We need to ease up on our planet
by Bob Hughes
The sixth mass extinction of wildlife on Earth is accelerating as irresponsible human behaviour hurries it along.
One big factor is our use of fossil fuels causing global warming.
It is time to face up to the fact that we must go easier on Mother Earth, the provider of all our worldly needs.
After more than 12 years of pushing this theme, climate change is now obvious — there is no need to convince my critics that it’s real.
Yet I still cop shoot-the-messenger insults, lifestyle attacks, even accusations that I offer no answers — but I do, and always have.
In December 2011 The Gisborne Herald ran a Weekender profile on my efforts. Heading: Ease up on our planet . . . . Bob Hughes talks about his crusade to save the planet and how every individual can make a difference . . . “It’s our only home. And any damage we do to it now, we’re doing to our kids and grandkids.” Caption: “We’re never satisfied with what we’ve got — sufficient is never enough, and I have remained staunch to that theme to this very day.”
I link this to Gavin Maclean’s recent (July 27) letter, Most vital: live with less.

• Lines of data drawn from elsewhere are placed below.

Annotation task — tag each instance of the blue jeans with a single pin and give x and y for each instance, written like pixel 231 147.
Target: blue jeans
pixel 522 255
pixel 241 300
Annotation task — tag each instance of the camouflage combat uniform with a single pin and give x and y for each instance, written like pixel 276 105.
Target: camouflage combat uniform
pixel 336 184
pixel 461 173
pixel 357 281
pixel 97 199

Gavin also told me of Jason Hickel’s new book, Less is More, on how degrowth will save the world. Hickel says the world has finally awoken to the reality of climate breakdown and ecological collapse, and we must face up to its primary cause . . . perpetual expansion devastates the living world. The only solution that will lead to meaningful and immediate change is degrowth.
To me this is so obviously true.
I am old enough to remember life in the post-Great Depression years and the WW2 years.
Living on less can be done, has been done and must be done. I have done it and only a change of mindset is needed for today’s society to do so. “Make do and mend” was the common slogan during my youth. Back then people knew sufficient was enough.
Conditioned by post-Depression unaffordability, followed by war-time shortages, wistful extravagance was unacceptable then.
For example, beginning in 1940 we had ration books to ensure a fair distribution of limited resources — first petrol, then meat, butter, tea, sugar, clothing, etc. Shortages continued until the mid-1950s.
I remember learning to patch sleeves and bind perished bike tyres, help dad paint cloth patches over leaky, rusting roof iron, and much more. Everyone had vege gardens, and sharing with others was the way of life.
The declaration of peace led to a post-war boom which was disrupted by the 1970s oil shocks, severely denting our newly-acquired have-anything-we-want expectations.
Former main oil producer the United States, no longer able to supply its own needs, had become reliant on imported supply.
In 1973 OPEC, mostly oil-rich Middle Eastern countries, proclaimed an embargo on shipments of oil to America and its allies.
Here in New Zealand, restrictions on motor travel and car-less days were imposed. The realisation fossil fuels were finite led to talk of making a rapid transition away from fossil fuels.
Eventually, fuel supply normalised and true to human nature, all that was forgotten; even more vigorous exploitation of the finite resources ensued.
Nearly half a century on, despite alternatives, our world’s use of fossil fuel increases as our climate crisis accelerates to a calamity of our own making. Also, the extinction of earthly wildlife accelerates. Eventually humanity will join the queue.
Meantime, let’s give our grandkids a chance for the future and collectively ease up on our planet.